Integrated Tool for Accelerated Materials Design & Development (AMDAD) of New Shape Memory Alloys

Traditional methods, by which new materials are designed, developed & manufactured on a mass scale, take a long time while incurring a huge cost. With the advent of computational materials modeling tools and Artificial Intelligence (AIML) techniques, there have been efforts to gain insights into materials systems, capture complex trends, and identify materials with targeted properties thereby reducing the timelines while saving the cost on experiments. Additionally, Image analysis methods in AIML can also help in capturing the processing conditions that the material undergoes.

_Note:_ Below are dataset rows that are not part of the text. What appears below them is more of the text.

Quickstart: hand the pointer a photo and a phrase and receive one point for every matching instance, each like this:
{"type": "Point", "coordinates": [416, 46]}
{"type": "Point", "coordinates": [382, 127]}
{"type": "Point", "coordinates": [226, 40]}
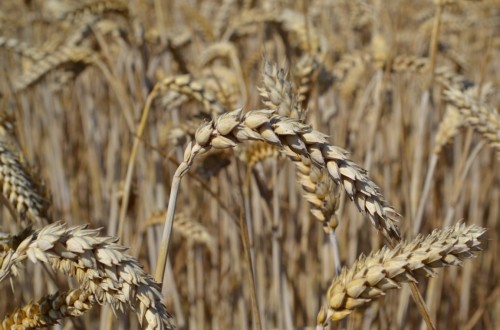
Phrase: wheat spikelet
{"type": "Point", "coordinates": [49, 310]}
{"type": "Point", "coordinates": [18, 188]}
{"type": "Point", "coordinates": [453, 120]}
{"type": "Point", "coordinates": [448, 128]}
{"type": "Point", "coordinates": [485, 119]}
{"type": "Point", "coordinates": [277, 92]}
{"type": "Point", "coordinates": [64, 55]}
{"type": "Point", "coordinates": [256, 152]}
{"type": "Point", "coordinates": [297, 139]}
{"type": "Point", "coordinates": [319, 191]}
{"type": "Point", "coordinates": [305, 70]}
{"type": "Point", "coordinates": [98, 264]}
{"type": "Point", "coordinates": [370, 277]}
{"type": "Point", "coordinates": [187, 228]}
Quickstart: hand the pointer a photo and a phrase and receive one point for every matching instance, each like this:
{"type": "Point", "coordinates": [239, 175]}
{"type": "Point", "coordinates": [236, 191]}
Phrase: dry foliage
{"type": "Point", "coordinates": [291, 124]}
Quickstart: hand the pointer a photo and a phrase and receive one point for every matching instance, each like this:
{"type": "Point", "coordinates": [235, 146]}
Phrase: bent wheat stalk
{"type": "Point", "coordinates": [370, 277]}
{"type": "Point", "coordinates": [18, 187]}
{"type": "Point", "coordinates": [49, 310]}
{"type": "Point", "coordinates": [293, 138]}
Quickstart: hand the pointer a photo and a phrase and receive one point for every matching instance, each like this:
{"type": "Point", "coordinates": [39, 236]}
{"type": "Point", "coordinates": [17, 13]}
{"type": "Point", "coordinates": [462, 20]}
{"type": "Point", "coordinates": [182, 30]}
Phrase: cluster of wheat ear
{"type": "Point", "coordinates": [235, 155]}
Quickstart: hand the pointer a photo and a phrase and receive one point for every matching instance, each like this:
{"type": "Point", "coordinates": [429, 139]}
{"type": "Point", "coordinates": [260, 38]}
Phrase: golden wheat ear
{"type": "Point", "coordinates": [371, 277]}
{"type": "Point", "coordinates": [98, 263]}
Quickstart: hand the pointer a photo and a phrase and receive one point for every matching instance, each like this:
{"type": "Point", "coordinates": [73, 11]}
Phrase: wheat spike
{"type": "Point", "coordinates": [64, 55]}
{"type": "Point", "coordinates": [370, 277]}
{"type": "Point", "coordinates": [305, 70]}
{"type": "Point", "coordinates": [485, 119]}
{"type": "Point", "coordinates": [298, 139]}
{"type": "Point", "coordinates": [277, 92]}
{"type": "Point", "coordinates": [98, 264]}
{"type": "Point", "coordinates": [49, 310]}
{"type": "Point", "coordinates": [17, 185]}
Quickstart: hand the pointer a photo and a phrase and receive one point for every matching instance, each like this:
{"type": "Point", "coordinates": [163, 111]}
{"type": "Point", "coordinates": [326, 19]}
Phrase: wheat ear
{"type": "Point", "coordinates": [483, 118]}
{"type": "Point", "coordinates": [298, 139]}
{"type": "Point", "coordinates": [49, 310]}
{"type": "Point", "coordinates": [98, 264]}
{"type": "Point", "coordinates": [63, 55]}
{"type": "Point", "coordinates": [370, 277]}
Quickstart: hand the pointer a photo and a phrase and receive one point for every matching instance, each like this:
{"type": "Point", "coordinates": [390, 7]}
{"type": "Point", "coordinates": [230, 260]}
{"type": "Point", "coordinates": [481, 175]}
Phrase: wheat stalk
{"type": "Point", "coordinates": [485, 119]}
{"type": "Point", "coordinates": [370, 277]}
{"type": "Point", "coordinates": [18, 188]}
{"type": "Point", "coordinates": [298, 139]}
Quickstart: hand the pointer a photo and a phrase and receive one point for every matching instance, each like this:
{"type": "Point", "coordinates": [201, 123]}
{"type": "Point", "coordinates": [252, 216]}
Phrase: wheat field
{"type": "Point", "coordinates": [249, 164]}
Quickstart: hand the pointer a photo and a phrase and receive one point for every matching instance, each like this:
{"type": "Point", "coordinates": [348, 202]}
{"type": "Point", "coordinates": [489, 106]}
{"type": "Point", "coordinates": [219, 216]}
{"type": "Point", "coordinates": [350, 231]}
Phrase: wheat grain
{"type": "Point", "coordinates": [484, 118]}
{"type": "Point", "coordinates": [297, 139]}
{"type": "Point", "coordinates": [370, 277]}
{"type": "Point", "coordinates": [100, 266]}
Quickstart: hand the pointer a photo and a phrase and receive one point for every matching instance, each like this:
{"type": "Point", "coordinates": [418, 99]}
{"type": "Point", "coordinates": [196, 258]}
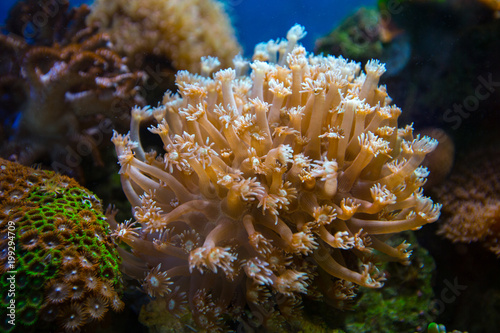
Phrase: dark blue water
{"type": "Point", "coordinates": [261, 20]}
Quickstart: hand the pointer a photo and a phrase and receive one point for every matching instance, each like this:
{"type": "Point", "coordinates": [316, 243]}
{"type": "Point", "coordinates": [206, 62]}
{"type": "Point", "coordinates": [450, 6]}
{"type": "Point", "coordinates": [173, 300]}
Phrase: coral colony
{"type": "Point", "coordinates": [65, 267]}
{"type": "Point", "coordinates": [273, 186]}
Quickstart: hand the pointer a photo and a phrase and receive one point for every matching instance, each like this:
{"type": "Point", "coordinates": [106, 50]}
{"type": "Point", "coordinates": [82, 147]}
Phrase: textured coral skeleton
{"type": "Point", "coordinates": [273, 186]}
{"type": "Point", "coordinates": [59, 84]}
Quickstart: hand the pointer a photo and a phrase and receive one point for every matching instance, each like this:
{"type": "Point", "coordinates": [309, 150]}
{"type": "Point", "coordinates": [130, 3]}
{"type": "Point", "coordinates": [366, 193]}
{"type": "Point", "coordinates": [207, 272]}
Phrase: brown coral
{"type": "Point", "coordinates": [471, 199]}
{"type": "Point", "coordinates": [179, 31]}
{"type": "Point", "coordinates": [69, 90]}
{"type": "Point", "coordinates": [272, 186]}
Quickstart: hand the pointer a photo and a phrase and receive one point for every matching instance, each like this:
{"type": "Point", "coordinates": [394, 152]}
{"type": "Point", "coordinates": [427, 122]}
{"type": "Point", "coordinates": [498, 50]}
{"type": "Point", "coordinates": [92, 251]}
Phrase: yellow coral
{"type": "Point", "coordinates": [271, 185]}
{"type": "Point", "coordinates": [182, 31]}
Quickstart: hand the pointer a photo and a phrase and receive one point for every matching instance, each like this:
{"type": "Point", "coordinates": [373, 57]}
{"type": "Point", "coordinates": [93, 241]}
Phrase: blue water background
{"type": "Point", "coordinates": [260, 20]}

We have developed an integrated tool, AMDAD, with graphical user interface that has all the machine learning operations in one place starting from data collection, data cleaning, data preprocessing, model fitting, optimization to reading the microstructures. This enables researchers to not only link the Processing-Structure-Properties of the existing material systems but also design new materials with desired properties.

The tool’s capability is demonstrated through a case study on identifying NiTiCu shape memory alloy compositions with targeted properties with single (maximum transformation temperature-TT) and multi (TT and hysteresis) objective optimization under given processing conditions. The bounds on the compositions & heat treatment conditions were selected based on the phase diagrams. For Multi-Objective optimization, Neural Networks coupled with Genetic Algorithm were used to make the predictions out of which the alloys with targeted properties were selected from the Pareto front and experimentally validated. The measured values found to be within reasonable limits of the predictions. The tool can further be used to predict other mechanical properties of SMA.